Fallon Wellness Pharmacy, L.L.C. received an FDA Form 483 following an inspection conducted from March 2-10, 2015. The facility, a producer of sterile drug products, was cited for numerous significant deviations from regulatory expectations concerning the manufacturing of sterile drug products. Key observations included critical deficiencies in maintaining aseptic processing environments, such as lacking dynamic smoke studies, an anteroom door that could not close properly, and a cluttered cleanroom. Personnel practices were also a major concern, with operators observed wearing non-sterile attire, reusing gowns, and having exposed skin during sterile operations. Furthermore, the pharmacy failed to thoroughly investigate sterility failures for recalled products and environmental contamination, indicating a lack of robust quality control. Environmental monitoring was inadequate, lacking daily viable air sampling and regular microbial surface testing in critical zones. Cleaning and disinfection procedures were also deficient, utilizing non-sterile disinfectants without sporicidal agents or effectiveness studies.
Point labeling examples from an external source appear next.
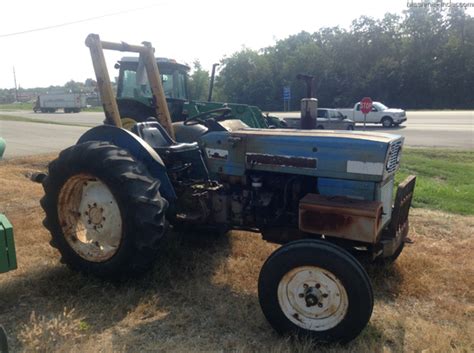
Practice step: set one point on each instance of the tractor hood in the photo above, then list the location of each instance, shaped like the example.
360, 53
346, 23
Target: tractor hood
334, 154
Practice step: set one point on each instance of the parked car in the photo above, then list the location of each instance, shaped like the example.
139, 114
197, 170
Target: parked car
328, 119
380, 114
69, 102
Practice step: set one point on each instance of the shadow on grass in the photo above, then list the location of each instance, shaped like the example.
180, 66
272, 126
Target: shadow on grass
177, 306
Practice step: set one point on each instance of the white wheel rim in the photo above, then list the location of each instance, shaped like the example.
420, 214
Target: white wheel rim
90, 218
312, 298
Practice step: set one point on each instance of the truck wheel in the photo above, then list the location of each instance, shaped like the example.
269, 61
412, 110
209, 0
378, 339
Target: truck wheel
103, 209
316, 289
387, 121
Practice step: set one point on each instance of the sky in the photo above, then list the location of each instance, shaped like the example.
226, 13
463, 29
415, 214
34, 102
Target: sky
185, 30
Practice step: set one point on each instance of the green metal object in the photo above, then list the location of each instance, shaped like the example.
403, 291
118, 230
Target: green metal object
135, 101
2, 147
7, 246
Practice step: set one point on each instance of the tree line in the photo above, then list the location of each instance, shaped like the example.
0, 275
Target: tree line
421, 59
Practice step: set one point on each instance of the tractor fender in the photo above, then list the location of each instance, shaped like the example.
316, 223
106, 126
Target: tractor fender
138, 148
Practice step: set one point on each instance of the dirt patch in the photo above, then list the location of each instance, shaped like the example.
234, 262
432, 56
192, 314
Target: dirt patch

The inspection also revealed a lack of validated procedures to prevent microbiological contamination, including the absence of media fills, stability and sterility studies for intermediate products, and validated sterilization processes. The firm did not test every sterile drug lot for sterility or endotoxins, and its testing methods were unvalidated. Additionally, there were no dedicated areas to prevent cross-contamination between different drug types, such as beta-Lactam and non-beta-Lactam injectables. Finally, the company lacked a stability testing program to support assigned Beyond Use Dates and failed to review certificates of analysis for sterile containers and equipment. These observations collectively indicate systemic failures to ensure the sterility, quality, and safety of drug products. Fallon Wellness Pharmacy is required to implement comprehensive corrective actions to address these deficiencies and achieve compliance with current Good Manufacturing Practices.